General

How and when to watch the Lyrid meteor shower

April may not have been the best month on record, but the upcoming Lyrid meteor shower promises to be a bright spot — literally. The 2020 edition of the annual astronomical event is set to be especially majestic, as the relatively dim light of the new moon will allow those of us looking up at the night sky to see 10 to 20 shooting stars per hour without drowning out the show.

Person sitting in chair next to an orange tent watching a meteor shower
Credit: bjdlzx/ iStock

When and Where

The shower takes place between the 16th and 25th of April each year, and the Lyrid's radiant (read: where it appears to emanate from) is the Lyra constellation — also known as the harp constellation. This year’s shower will peak in the early hours of Wednesday the 22nd. The Lyrids have been observed since at least 687 BCE, making them one of the oldest-known meteor showers; they’re fast, too, traveling up to 30 miles per second.

The best way to take part in this spectacle is simple: go outside in the predawn hours of April 22, preferably as far from light pollution as possible (while still being mindful of social distancing, of course), and find a comfortable spot to lie flat on your back. Don’t use a telescope, as the Lyrids are best observed via the naked eye. Bring a blanket for comfort, point your feet eastward, and allow some time for your eyes to adjust to the darkness — that's when you'll really start seeing the meteors, which last until dawn.

How and Why

The Lyrids, which like all meteors are composed of matter from asteroids and comets, have their origin in a comet named C/1861 G1 (Thatcher) that was first discovered in 1861. The particular star within Lyra from which they appear to originate is Vega, the constellation's brightest star and one of the brightest in the night sky, period.

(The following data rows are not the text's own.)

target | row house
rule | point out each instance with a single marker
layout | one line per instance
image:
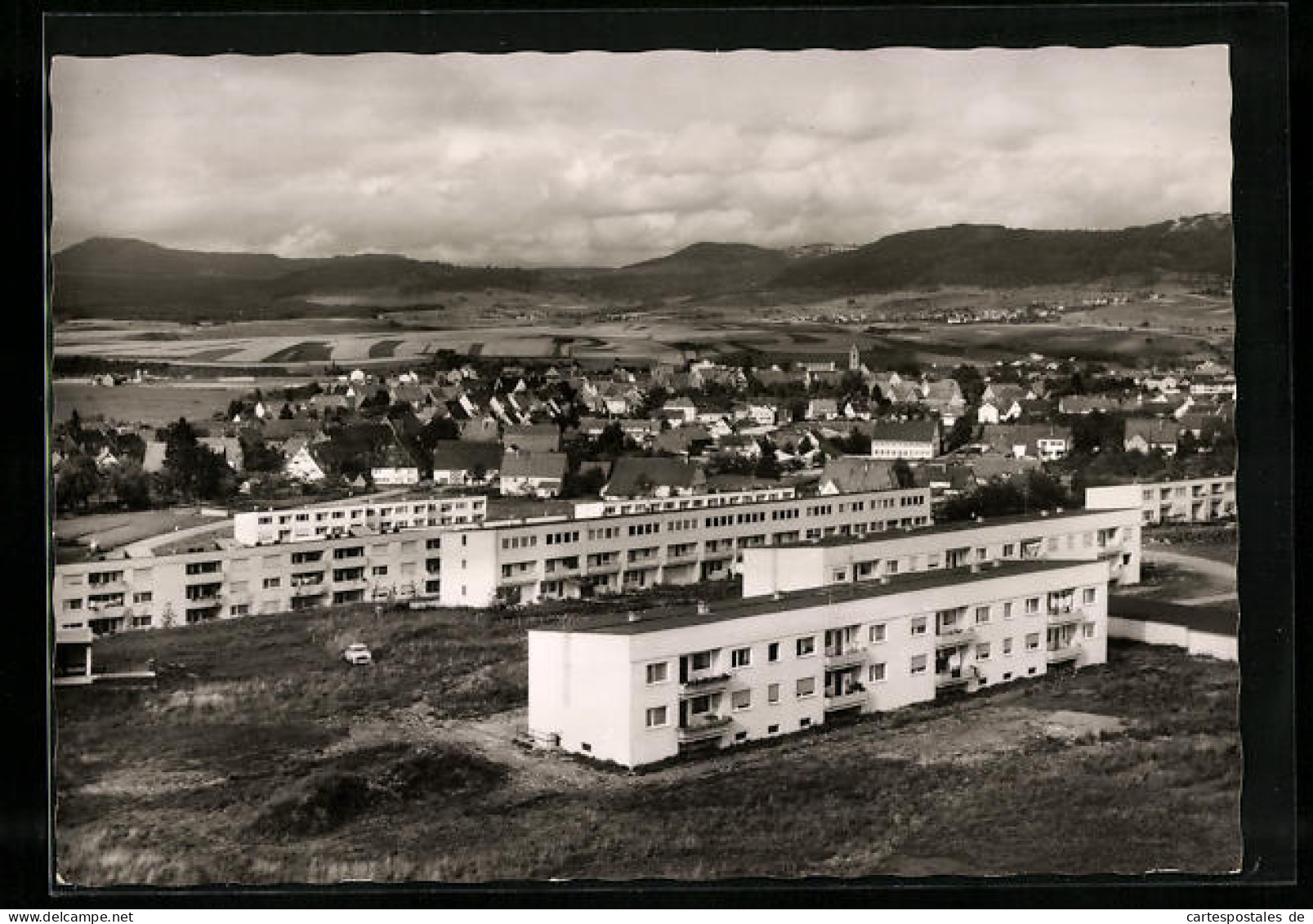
(1110, 534)
(1183, 500)
(641, 690)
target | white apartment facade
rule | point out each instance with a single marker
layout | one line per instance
(525, 560)
(1069, 536)
(644, 690)
(1190, 500)
(304, 524)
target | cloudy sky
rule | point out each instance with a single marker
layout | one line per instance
(605, 159)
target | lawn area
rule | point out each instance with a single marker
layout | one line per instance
(118, 529)
(261, 757)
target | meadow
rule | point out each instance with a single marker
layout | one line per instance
(261, 757)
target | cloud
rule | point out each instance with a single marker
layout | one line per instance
(605, 159)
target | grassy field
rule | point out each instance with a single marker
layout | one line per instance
(261, 757)
(142, 404)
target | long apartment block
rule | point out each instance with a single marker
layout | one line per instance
(519, 562)
(458, 564)
(337, 520)
(641, 690)
(1190, 500)
(835, 560)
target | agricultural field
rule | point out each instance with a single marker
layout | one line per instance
(159, 404)
(261, 757)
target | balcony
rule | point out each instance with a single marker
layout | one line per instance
(947, 638)
(1064, 653)
(958, 676)
(855, 696)
(703, 729)
(1061, 616)
(841, 655)
(700, 684)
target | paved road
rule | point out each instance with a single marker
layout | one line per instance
(1204, 566)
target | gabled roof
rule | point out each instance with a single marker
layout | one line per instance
(464, 454)
(860, 473)
(904, 431)
(534, 465)
(629, 470)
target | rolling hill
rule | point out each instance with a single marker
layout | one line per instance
(106, 277)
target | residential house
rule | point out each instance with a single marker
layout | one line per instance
(905, 440)
(532, 473)
(534, 437)
(637, 476)
(467, 461)
(1149, 435)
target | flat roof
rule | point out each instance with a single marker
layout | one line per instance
(956, 527)
(677, 617)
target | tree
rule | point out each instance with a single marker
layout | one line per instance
(77, 482)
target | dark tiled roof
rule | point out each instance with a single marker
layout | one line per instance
(678, 617)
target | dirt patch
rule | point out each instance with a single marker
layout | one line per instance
(341, 790)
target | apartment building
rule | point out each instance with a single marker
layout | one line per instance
(837, 560)
(1190, 500)
(641, 690)
(525, 560)
(320, 521)
(406, 554)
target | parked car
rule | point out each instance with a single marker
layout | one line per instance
(357, 654)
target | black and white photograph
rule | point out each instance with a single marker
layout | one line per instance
(646, 465)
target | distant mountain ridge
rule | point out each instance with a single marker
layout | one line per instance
(112, 277)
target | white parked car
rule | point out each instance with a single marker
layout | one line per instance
(357, 654)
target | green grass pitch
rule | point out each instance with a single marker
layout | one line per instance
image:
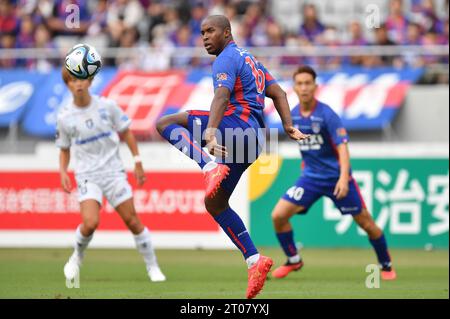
(328, 273)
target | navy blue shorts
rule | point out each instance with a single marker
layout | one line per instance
(307, 191)
(243, 149)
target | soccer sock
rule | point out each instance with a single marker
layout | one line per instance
(233, 226)
(145, 248)
(183, 140)
(81, 242)
(382, 252)
(286, 240)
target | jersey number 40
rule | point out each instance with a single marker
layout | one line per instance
(260, 78)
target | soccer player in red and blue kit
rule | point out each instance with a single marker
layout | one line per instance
(240, 86)
(326, 172)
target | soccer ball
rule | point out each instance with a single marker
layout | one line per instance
(83, 61)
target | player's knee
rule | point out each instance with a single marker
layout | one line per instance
(215, 207)
(133, 223)
(278, 218)
(161, 124)
(366, 223)
(90, 225)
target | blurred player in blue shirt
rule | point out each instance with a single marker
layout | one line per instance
(231, 131)
(326, 172)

Don’t fret if you can’t catch a glimpse of this shower, however, as another one is quite literally on the horizon: the Eta Aquarids, which begins on April 19 and is set to peak on May 5-6, before ending on the 28th. More prominent moonlight will make it less spectacular, especially for those in the northern hemisphere, but its origins in Halley’s Comet give it a special place in the heart of many a stargazer.